The retail value of Fairtrade-certified products sold in Italy last year amounted to EUR110.2m (US$123.3m) – an increase of 11% over the previous year, according to latest figures.
Fairtrade Italia said the total volume of business in the country has “doubled” in the past five years, with the “lion’s share” of sales from bananas.
Paolo Pastore, Faitrade Italia director, said: “There is a growing awareness that it is possible to contribute to fair trade with a simple act of buying.”
Fairtrade-certified bananas made their debut in Italian supermarkets in 2002. “Year after year, sales of this product have grown to exceed 11,000 tons in 2016,” the organisation said.
Domestic consumption of Fairtrade coffee is also on the rise, “with an increase of 22% over the previous year”, the organisation said.
Last year also saw the “definitive consolidation of the Fairtrade programme” in Italy since its launch in the country in 2014, Fairtrade said.

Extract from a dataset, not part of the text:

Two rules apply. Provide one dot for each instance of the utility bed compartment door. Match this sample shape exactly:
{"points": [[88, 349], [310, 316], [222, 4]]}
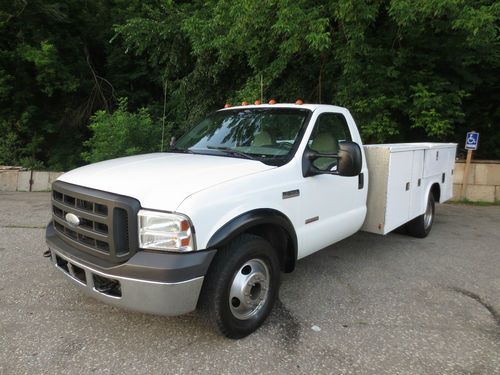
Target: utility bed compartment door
{"points": [[396, 186], [398, 190]]}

The Fairtrade premium generated in Italy in 2016, the amount that goes to the communities from where products originate, in addition to the ‘fair price’ paid to the producers, is estimated to have risen to EUR1.34m for main products” – including bananas (EUR559,000) and sugar EUR203,500.
Last month, Germany reported that sales of Fairtrade-endorsed food products in that country reached a record EUR1.2bn in 2016.